I have to add that the character Cary plays is not someone I liked very much through most of the film. His overwhelming jealousy seems totally unfair, and it doesn’t allow him to see that this is a damaged woman who sincerely loves him and is doing her best to make up for her earlier drunken introduction to him and, not incidentally, do important spying for her country. Which Mr. Sanctimonious T.R. Devlin is responsible for getting her involved with in the first place. Her Nazi father has just been convicted and imprisoned, where he promptly kills himself. Cut her some slack, T.R.! But he never does, dropping snide insult-bombs on her every chance he gets after she agrees to make love to Claude Rains, and eventually marry him. It is so clear that one word … one word … from him and she would have given up the whole thing in a Brazilian minute. After all, why should she give a damn about some pathetic Nazi losers holed up in a mansion with wine bottles filled with Uranium ore?

But I do understand that a justification for his anger was the conflict between his duty—to smuggle her into the mansion and look for the Maguffin—and his understandable frustration imagining Ingrid in the arms of anther man. And I know it was necessary to build the tension between them until the final moments, when he realizes what a fool he’s been, leading to one of the all-time best romantic scenes ever. I guess all Hitchcock fans are aware of his sheer genius in filming that scene, but maybe you’re not. The idiotic Hayes Office of the day decreed that no screen kiss could last longer than 3 seconds. So Hitch had them kiss for 2.5 seconds, pull away, kiss again, pull away. The things artists had to do in those days to get approval from the censors.

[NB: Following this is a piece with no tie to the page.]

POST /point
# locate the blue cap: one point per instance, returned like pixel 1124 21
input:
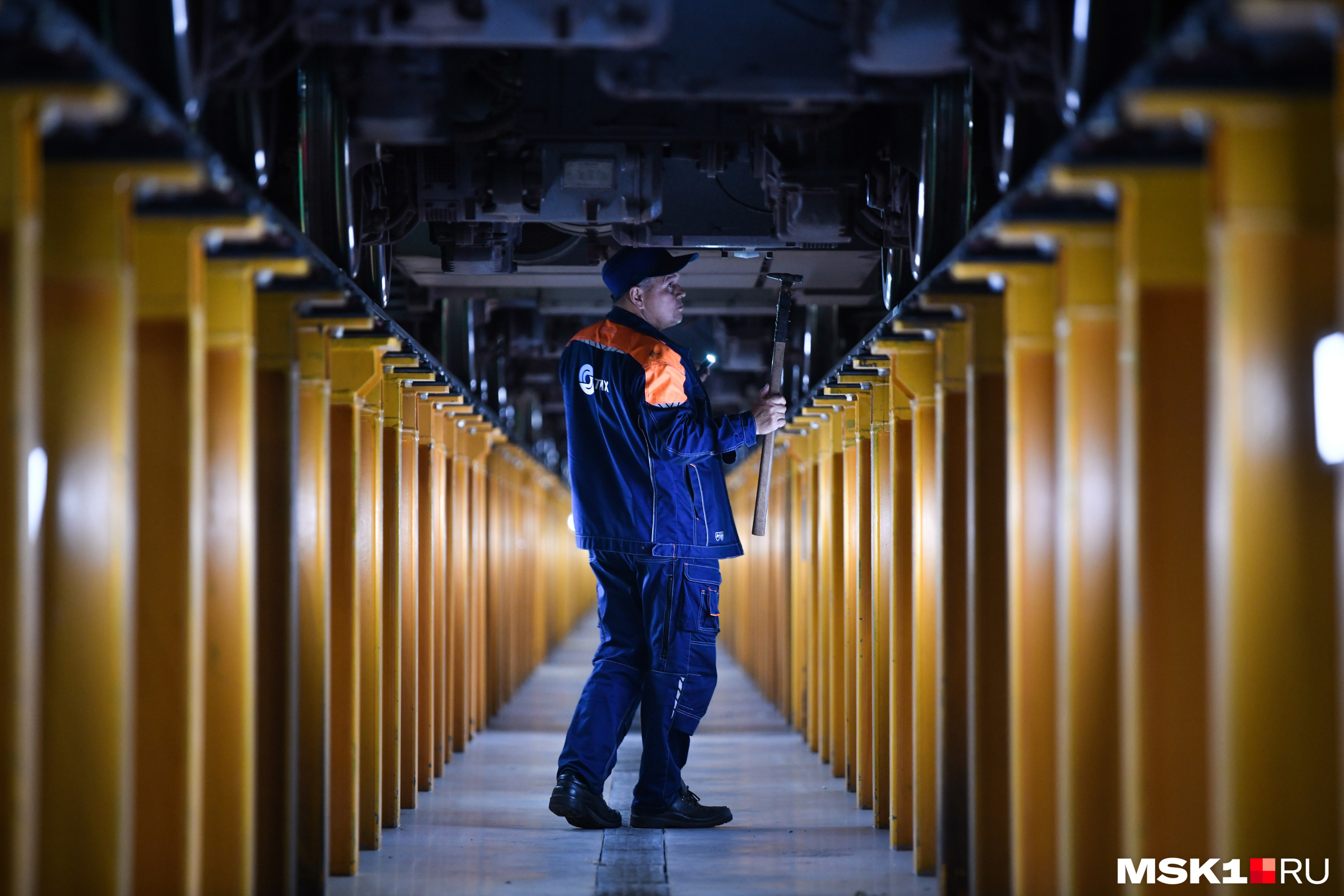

The scenes with the two of them in the wine cellar looking for what’s being hidden in there are typically ingenious in the shooting and editing, and the tension builds to an amazing degree as we urge them to get the hell out of there. And the final sequence, the tense walk down the staircase, out the door, into the car … and toodle-oo, Sebastian, you’re on your own … well, it’s one of the best endings ever in a movie.